Nº do Documento: RP20161010157/14.3T8LOU-C.P1
Data do Acordão: 10/10/2016
Votação: UNANIMIDADE
Texto Integral: S
Privacidade: 1
Meio Processual: APELAÇÃO
Decisão: CONFIRMADA
Indicações Eventuais: 5ª SECÇÃO, (LIVRO DE REGISTOS N.º 633, FLS.236-242)
Área Temática: .
Sumário: I - O artigo 741.º do Código de Processo Civil tem como razão de ser a questão da comunicabilidade da dívida independentemente da legitimidade para a execução; através deste incidente de comunicabilidade da dívida, passa a integrar a execução o cônjuge que não constava do título executivo como devedor, no pressuposto, obviamente, de que se verificam os pressupostos de responsabilização enunciados no artigo 1691.º do Código Civil.
II - O facto de a execução ter sido instaurada inicialmente contra os dois cônjuges e ter sido afirmada a ilegitimidade de um deles não obsta a que se suscite o incidente quando a apreciação da questão da legitimidade teve a ver com razões formais.
Reclamações:
Decisão Texto Integral: Processo n.º 157/14.3T8LOU-C.P1
5.ª Secção (3.ª Cível) do Tribunal da Relação do Porto

Sumário (artigo 663.º, n.º 7, do Código de Processo Civil):
I. - O artigo 741.º do Código de Processo Civil tem como razão de ser a questão da comunicabilidade da dívida independentemente da legitimidade para a execução; através deste incidente de comunicabilidade da dívida, passa a integrar a execução o cônjuge que não constava do título executivo como devedor, no pressuposto, obviamente, de que se verificam os pressupostos de responsabilização enunciados no artigo 1691.º do Código Civil.

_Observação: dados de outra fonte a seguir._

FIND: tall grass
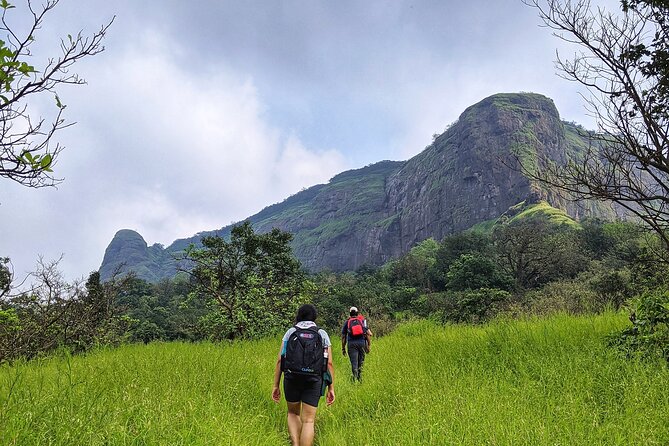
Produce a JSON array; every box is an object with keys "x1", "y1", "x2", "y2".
[{"x1": 1, "y1": 312, "x2": 668, "y2": 445}]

II. - O facto de a execução ter sido instaurada inicialmente contra os dois cônjuges e ter sido afirmada a ilegitimidade de um deles não obsta a que se suscite o incidente quando a apreciação da questão da legitimidade teve a ver com razões formais.
Acordam no Tribunal da Relação do Porto:
I)
Relatório
B…, S.A., por apenso à ação executiva em que é executada C… e invocando o disposto no artigo 741.º do Código de Processo Civil, veio deduzir incidente de comunicabilidade de dívida contra D…, todos melhor identificados nos autos.
1.1 No requerimento inicial da execução, então instaurada contra C… e também contra o agora requerido, D…, a exequente B…, S.A., alega que é legítima portadora de cinco cheques, que identifica, perfazendo um total de € 42.500,00; apresentados a pagamento junto do banco sacado, foram devolvidos com fundamento na falta ou insuficiência da provisão para o efeito; entende que a responsabilidade pelo pagamento é de ambos os executados, pois, para além de tais cheques terem sido sacados de uma conta bancária solidária, titulada por ambos, da qual é primeiro titular o requerido D…, mostram-se assinados pela executada C… e representavam o pagamento de mercadorias fornecidas pela exequente a uma empresa de que os executados são proprietários e gerida por ambos, de cuja atividade profissional, habitualmente lucrativa, retiram proveito comum, já que é da mesma que retiram todos os proveitos para acorrer às suas necessidades; apesar de terem sido interpelados para pagamento quer pela exequente quer pelos seus mandatários e de nunca terem reclamado das mercadorias que foram fornecidas, bem como das respetivas faturas, os executados jamais cumpriram com a sua obrigação, muito embora tenham entregado os cheques para pagamento da dívida em causa.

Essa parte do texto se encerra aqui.